Monday, March 4, 2013

Pops on Beats


I spent the last week researching and writing about the evolution of Beat cinema and films about the Beat Generation. The occasion was an assignment for writing a 3000-word critique of the new adoptation of On the Road by Walter Salles which is going to be published on Iranian Film Monthly.

My opinion about the film, and the predictable disillusionment I had after watching On the Road, as well as arguments about problems of translating Beat literature to moving images need another place and time to be fully explained. However, the process of writing concurred with discovering new films and revisiting some of the milestones of Beat cinema which many of them would appeal to jazz people. Films such as Pull My Daisy (with Jack Kerouac's scrips and voice-over and a jazz score), Shadows (containing Charlie Mingus's soundtrack), The Connection (the groundbreaking Shirley Clarke film with Freddie Redd and Jackie McLean) and even the mediocre Subterraneans (based on Kerouac's novel) which features Gerry Mulligan's pianoless quartet have their own merits that in many different ways exceed so many limitation of what Salles offers us.

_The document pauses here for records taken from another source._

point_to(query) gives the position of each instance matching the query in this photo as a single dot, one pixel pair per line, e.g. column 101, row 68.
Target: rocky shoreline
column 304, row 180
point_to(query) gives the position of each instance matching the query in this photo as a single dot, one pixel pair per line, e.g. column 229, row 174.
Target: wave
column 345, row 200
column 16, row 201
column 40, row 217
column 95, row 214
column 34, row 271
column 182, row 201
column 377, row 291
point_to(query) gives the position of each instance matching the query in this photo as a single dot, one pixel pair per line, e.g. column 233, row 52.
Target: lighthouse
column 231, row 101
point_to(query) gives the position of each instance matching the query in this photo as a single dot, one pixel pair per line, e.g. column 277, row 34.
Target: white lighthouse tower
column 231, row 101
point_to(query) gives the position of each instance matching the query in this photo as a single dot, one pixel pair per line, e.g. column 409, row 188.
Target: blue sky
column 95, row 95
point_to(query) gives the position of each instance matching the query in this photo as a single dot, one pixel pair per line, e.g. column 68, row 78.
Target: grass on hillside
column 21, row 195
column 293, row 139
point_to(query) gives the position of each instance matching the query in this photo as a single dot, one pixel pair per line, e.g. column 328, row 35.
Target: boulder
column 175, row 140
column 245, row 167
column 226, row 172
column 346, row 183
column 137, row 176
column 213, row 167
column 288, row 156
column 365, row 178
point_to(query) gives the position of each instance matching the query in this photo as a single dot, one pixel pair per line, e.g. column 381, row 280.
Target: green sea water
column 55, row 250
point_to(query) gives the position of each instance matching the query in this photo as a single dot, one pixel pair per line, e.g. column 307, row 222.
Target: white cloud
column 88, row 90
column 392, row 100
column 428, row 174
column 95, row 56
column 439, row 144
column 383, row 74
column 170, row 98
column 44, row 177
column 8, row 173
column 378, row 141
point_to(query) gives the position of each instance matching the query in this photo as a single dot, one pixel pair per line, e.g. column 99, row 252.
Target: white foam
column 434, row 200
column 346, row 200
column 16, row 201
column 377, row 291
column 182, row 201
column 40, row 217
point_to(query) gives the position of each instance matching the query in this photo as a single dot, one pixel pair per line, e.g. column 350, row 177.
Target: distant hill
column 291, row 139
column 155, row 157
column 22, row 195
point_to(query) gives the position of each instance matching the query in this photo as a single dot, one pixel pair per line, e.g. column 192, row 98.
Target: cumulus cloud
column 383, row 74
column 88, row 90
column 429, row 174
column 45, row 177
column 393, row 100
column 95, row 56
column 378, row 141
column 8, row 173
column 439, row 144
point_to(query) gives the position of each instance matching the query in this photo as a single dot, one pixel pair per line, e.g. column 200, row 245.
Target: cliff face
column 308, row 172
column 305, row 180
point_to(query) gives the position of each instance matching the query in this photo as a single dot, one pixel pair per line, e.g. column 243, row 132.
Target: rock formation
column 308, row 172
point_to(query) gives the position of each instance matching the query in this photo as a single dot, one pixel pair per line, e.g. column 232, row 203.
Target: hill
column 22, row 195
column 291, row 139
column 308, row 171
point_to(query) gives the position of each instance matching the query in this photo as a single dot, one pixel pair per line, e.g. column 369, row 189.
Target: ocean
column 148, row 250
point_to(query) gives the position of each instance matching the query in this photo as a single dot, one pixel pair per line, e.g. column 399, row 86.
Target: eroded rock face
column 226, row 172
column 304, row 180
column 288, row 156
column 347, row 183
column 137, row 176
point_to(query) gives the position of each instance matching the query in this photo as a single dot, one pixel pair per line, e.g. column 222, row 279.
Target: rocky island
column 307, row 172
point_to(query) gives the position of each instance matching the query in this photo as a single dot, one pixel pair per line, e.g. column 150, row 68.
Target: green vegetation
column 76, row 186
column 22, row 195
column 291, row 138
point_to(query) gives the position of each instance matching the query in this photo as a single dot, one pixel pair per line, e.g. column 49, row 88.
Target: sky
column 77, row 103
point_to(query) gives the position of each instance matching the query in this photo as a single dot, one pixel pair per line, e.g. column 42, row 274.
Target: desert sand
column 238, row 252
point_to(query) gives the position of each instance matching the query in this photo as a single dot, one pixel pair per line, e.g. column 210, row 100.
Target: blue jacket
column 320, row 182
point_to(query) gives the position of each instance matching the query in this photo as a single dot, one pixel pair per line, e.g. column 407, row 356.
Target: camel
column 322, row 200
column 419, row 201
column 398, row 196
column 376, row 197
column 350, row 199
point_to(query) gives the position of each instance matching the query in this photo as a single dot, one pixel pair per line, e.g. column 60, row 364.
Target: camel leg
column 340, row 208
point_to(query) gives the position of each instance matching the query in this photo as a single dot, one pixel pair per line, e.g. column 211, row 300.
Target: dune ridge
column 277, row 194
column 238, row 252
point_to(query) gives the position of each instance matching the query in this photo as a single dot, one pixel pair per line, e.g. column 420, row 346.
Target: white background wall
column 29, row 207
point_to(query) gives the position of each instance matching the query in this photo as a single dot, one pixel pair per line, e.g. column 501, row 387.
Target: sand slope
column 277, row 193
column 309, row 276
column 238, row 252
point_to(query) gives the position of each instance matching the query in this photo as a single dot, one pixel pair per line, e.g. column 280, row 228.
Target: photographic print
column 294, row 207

It is interesting that how among the major Hollywood studios MGM developed a particular exploitative interest in Beat Generation, first by making a very offensive portrayal of Beats in The Beat Generation, 1959, and a year later softening their views in The Subterraneans and elevating the production values from "B" department to that of "A"'s (George Peppard and Leslie Caron appear in The Subterraneans).

The Beat Generation with a well-executed crime story and a remarkable Steve Cochran is highly problematic in its malicious representation of Beats as lazy, ignorant, pretentious and even a dangerous group of people whose anarchistic attitude, in Louis Amstrong's words, is "headed for the blues." Now you might wonder what Armstrong got to do with it, but that's exactly the most straightforward message of The Beat Generation which is delivered in the opening credit of the film and the song Armstrong and his All Stars perform. In this opening sequence, Pops, who already had poked fun at Bop movement, gives some "advice" to Beat people. Regardless of how offensive can be Hollywood's treatment of contemporary issues, this film is an important document of  the way Hollywood used the guiding light of the Beat literature, jazz, against the movement itself.